Starting at approximately 3 AM UTC today, BunnyCDN suffered an unfortunate 1-hour system-wide outage. This was a result of a chain of events that all started with a DDoS attack aimed at our backend and API server and a combination of a bug in our DNS network. We would like to apologize to everyone affected and assure you that we are already hard at work on preventive measures so that this does not happen again in the future.
So what exactly went wrong?
As always, we want to provide a full insight into what happened.
Starting at 3 AM UTC we first began receiving notifications about a problem with our network. After further investigation, we found out that there was a DDoS attack taking place targeting the BunnyCDN API and backend server. The attack was getting filtered, but we later found out that it prevented our backend server from performing DNS queries against Google's nameservers in order to connect to the database. Although our CDN system was designed to run completely independent from the backend server, as a result of requests timing out, this triggered a memory leak bug in our DNS software. Over the course of approximately 15 minutes, this resulted in a slow death of all the global DNS nodes and a resulted in a worldwide outage.

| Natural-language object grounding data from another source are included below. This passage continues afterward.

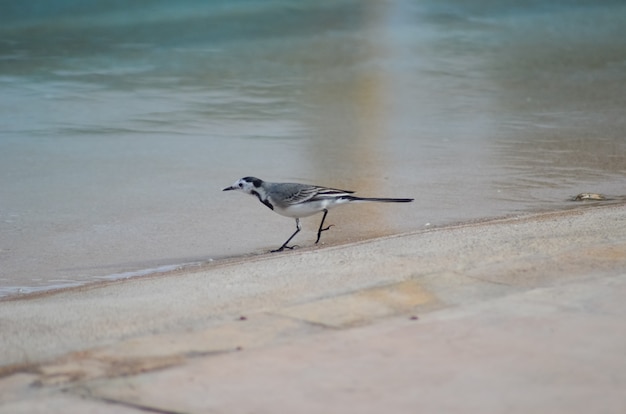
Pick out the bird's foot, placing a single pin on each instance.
(319, 232)
(283, 247)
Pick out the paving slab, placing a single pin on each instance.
(559, 349)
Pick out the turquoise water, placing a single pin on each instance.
(120, 123)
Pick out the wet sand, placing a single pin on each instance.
(519, 312)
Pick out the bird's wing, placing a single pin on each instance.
(302, 193)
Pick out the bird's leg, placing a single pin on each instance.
(321, 229)
(284, 246)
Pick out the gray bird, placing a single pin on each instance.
(301, 200)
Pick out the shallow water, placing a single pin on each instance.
(120, 125)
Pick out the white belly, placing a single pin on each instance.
(307, 209)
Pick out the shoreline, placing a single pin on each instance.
(553, 277)
(173, 269)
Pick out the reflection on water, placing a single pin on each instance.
(120, 124)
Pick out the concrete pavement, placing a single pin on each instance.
(514, 315)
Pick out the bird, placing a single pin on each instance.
(297, 200)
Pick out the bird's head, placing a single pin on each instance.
(249, 185)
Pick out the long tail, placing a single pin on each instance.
(378, 200)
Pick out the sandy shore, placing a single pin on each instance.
(522, 312)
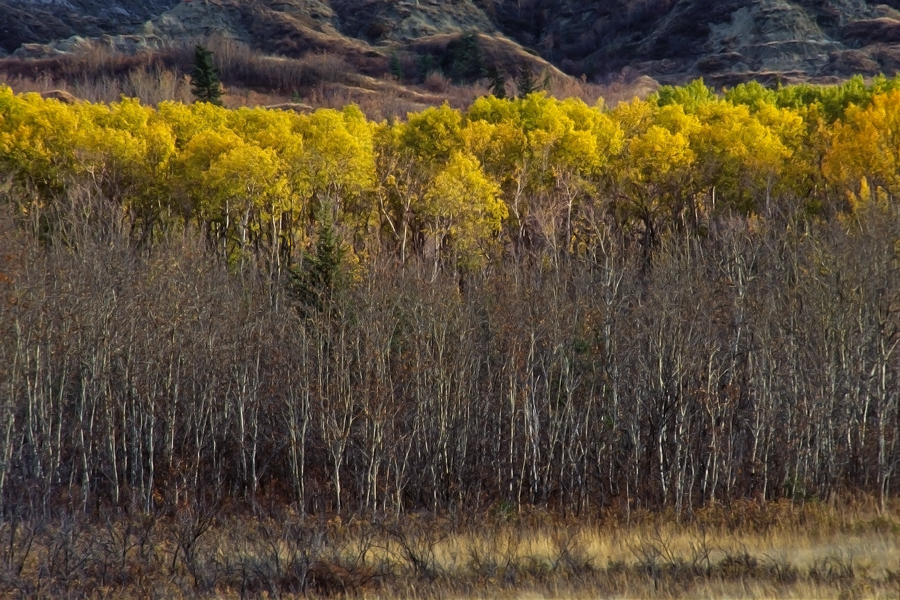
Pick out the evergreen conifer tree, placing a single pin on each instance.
(498, 83)
(395, 67)
(205, 83)
(526, 82)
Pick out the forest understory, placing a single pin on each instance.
(530, 348)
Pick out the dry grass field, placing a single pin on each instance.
(746, 551)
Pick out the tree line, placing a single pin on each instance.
(678, 301)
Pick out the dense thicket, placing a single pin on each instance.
(682, 300)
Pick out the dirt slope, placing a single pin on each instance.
(725, 41)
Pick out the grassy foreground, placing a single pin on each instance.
(779, 550)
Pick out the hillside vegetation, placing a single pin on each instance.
(215, 323)
(682, 300)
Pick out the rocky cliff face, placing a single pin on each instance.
(725, 41)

We immediately went and attempted to restart the backend server, however, due to the DDoS attack Google's DNS was still unreachable and it seemed like the database was still not responding. To remedy the situation, we attempted a physical restart of the machine, but for yet an unknown reason it failed to boot and start back up multiple times which caused additional delays. At around 4 AM UTC, we finally managed to bring the web server back up and attempted to switch the DNS resolvers to one provided by our hosting partner that was not being filtered out by the DDoS protection. This did the trick and brought the system back online. We immediately restarted the DNS network and all the software running on the edge nodes and the traffic began flowing from the edge nodes. Finally, the sudden surge of data accumulated while the CDN system was offline then cashed our metrics server, but that was then quickly restarted and brought back online. At this point, the whole system was back up and running again.
What are we doing to prevent this in the future?

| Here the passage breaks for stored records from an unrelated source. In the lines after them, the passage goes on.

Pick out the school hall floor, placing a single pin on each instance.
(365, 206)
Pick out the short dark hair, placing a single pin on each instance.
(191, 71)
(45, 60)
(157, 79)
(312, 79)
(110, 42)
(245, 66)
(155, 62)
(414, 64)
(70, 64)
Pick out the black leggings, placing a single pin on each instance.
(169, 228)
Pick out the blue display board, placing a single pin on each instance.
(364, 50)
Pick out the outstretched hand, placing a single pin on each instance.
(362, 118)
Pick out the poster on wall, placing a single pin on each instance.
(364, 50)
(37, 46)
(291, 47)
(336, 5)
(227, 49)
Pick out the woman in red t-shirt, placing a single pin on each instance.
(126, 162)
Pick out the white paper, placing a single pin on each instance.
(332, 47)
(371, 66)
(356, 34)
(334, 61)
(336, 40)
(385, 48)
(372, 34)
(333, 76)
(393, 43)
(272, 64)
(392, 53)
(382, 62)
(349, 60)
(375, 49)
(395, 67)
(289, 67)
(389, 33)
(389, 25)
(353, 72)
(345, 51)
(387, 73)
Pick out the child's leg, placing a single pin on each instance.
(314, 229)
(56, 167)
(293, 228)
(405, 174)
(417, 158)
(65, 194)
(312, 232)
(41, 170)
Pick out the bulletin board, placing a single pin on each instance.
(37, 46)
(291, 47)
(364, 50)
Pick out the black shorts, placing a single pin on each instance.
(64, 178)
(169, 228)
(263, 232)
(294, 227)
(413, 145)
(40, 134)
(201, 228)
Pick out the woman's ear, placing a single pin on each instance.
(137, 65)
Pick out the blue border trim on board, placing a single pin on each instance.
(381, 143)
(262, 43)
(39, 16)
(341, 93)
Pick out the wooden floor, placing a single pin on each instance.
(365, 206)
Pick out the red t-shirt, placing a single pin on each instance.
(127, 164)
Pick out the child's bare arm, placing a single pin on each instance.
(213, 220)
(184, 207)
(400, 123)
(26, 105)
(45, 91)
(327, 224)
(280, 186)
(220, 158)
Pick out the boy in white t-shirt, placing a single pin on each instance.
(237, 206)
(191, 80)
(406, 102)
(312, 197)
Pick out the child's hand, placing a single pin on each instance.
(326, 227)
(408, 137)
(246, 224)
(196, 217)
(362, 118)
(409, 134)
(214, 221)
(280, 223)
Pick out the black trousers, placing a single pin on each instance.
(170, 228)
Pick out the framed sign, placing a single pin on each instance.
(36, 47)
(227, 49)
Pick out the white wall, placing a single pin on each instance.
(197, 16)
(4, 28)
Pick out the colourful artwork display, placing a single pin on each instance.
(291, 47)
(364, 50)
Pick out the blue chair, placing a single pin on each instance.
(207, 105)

We want to learn from our mistakes and make sure to improve based on the experience. The first thing we are doing is making sure that the DNS servers are completely independent of the backend system and finding out why this was not the case during the incident. Our system was designed to not have a single point of failure and we want to make sure this remains true under all circumstances. We will also be moving our internal API to a different server that will not be publicly exposed.
Finally, we would like to apologize to everyone for the downtime and thank everyone for their patience while the incident was underway. We take any downtime very seriously and are constantly trying to improve the service and we will take the knowledge gathered from this and try to make BunnyCDN even better.